#208 – FC Nantes : les Canaris

Comme beaucoup d’équipe évoluant en jaune, le club nantais a hérité du surnom « les canaris » . Ces couleurs jaunes et vertes furent décidées lors de la création du club. Au printemps 1943, 5 clubs amateurs de la région nantaise, sous l’impulsion de 3 entrepreneurs locaux, Marcel Braud, Marcel Saupin et Jean Le Guillou, fusionnèrent pour donner naissance au FC Nantes afin de « développer, par la pratique du football, les forces physiques et morales des jeunes gens et pour créer entre tous les membres, des liens d’amitié et de solidarité ». Cet objet, dans la lignée de la politique de vichy, n’était pas un hasard car les 3 entrepreneurs étaient des collaborationnistes et Jean Le Guillou fit sa fortune en travaillant pour la Luftwaffe et la Kriegsmarine. Avec cet argent, Jean Le Guillou acquît des cabarets parisiens, des bijouteries, des boutiques de haute couture ainsi qu’une écurie de chevaux de courses. Dans son haras, figurait un crack, dénommé Ali Pacha qui était monté par un jockey en casaque jaune et verte. Fasciné par son crack et mécène du jeune club, Jean Le Guillou fit adopter alors les couleurs jaunes et vertes au club de football.

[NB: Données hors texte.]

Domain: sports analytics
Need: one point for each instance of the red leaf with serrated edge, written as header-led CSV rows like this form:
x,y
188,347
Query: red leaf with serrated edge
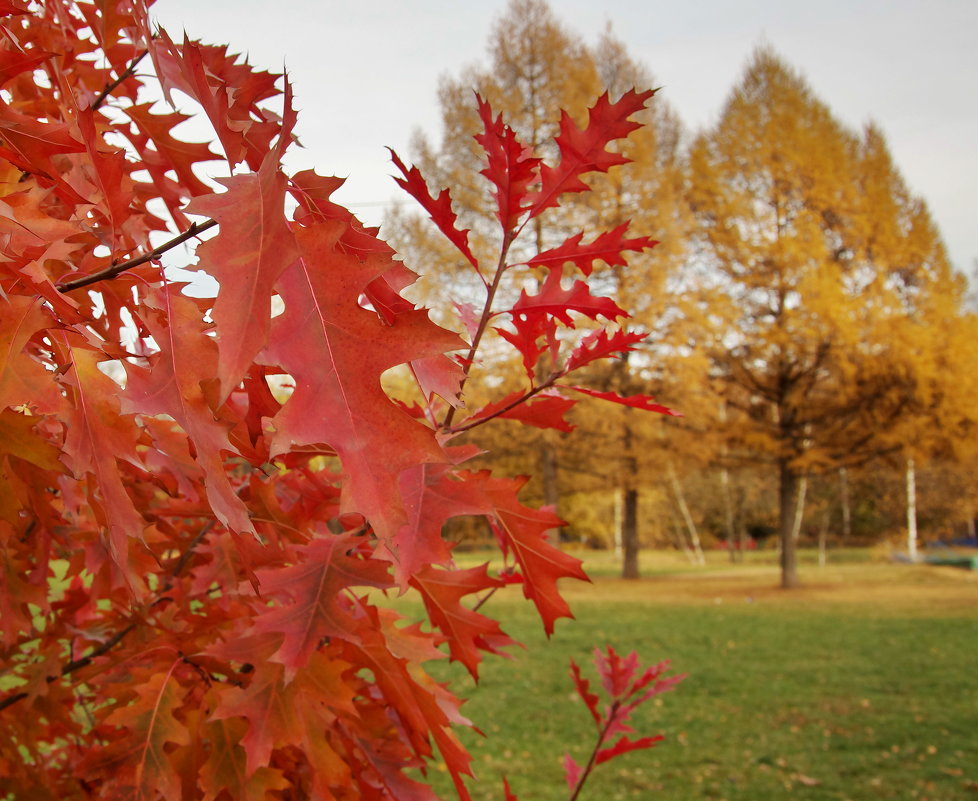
x,y
511,167
227,90
466,632
439,209
337,351
635,401
558,302
31,144
616,672
14,61
97,436
600,344
609,247
572,771
582,150
150,723
312,596
173,386
432,495
526,339
522,533
423,711
225,767
280,712
171,153
583,687
251,250
545,410
624,745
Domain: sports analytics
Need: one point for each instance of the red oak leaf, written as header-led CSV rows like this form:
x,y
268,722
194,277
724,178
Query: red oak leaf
x,y
511,167
336,351
644,402
609,247
522,532
624,745
467,632
225,767
440,208
146,766
600,344
173,386
313,599
252,249
554,300
583,150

#207 – BV 09 Borussia Dortmund : Schwarz-Gelben

Les noir et jaune. De la création du club en 1909 jusqu’en 1913, le Borussia ne portait pas les couleurs noirs et jaunes qui nous apparaissent traditionnelles aujourd’hui. Le club débuta son existence avec une tenue multicolore : maillot rayé bleu et blanc, ceinture rouge et pantalon noir. Il semble que les tenues étaient un héritage de la congrégation religieuse que fréquentait les membres avant la fondation du club. Une histoire raconte que cette étroite bande de tissu rouge, populaire auprès de diverses équipes sportives de l’époque, aurait pu être portée comme un symbole à la fois de solidarité avec le mouvement ouvrier et de résistance à l’Église. Il ne faut pas oublier que le club se créa suite à une opposition farouche avec l’aumônier de la congrégation (cf. #84).

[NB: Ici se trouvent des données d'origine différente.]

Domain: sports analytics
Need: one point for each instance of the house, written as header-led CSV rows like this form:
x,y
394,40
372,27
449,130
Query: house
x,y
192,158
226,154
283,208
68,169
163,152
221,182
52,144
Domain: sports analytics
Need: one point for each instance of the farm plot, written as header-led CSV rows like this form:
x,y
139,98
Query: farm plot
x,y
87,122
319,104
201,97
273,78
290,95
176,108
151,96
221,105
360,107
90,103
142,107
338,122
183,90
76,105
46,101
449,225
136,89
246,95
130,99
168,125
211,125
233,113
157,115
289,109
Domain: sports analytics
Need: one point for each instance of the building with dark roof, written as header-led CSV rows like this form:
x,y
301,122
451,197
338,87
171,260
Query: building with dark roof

Selon le récit de Maria Risse, épouse du co-fondateur Willi Jacobi, le kit original posa beaucoup de problèmes. Chaque fois qu’elle essayait de nettoyer les tenues, les couleurs bleu et blanc disparaissaient au lavage. De plus, les ceintures lâchement suspendues provoquaient souvent des bagarres pendant les matchs car elles s’emmêlaient ou volaient au-dessus de la tête des joueurs pendant qu’ils couraient. D’où il semblait inévitable de changer complètement de kit.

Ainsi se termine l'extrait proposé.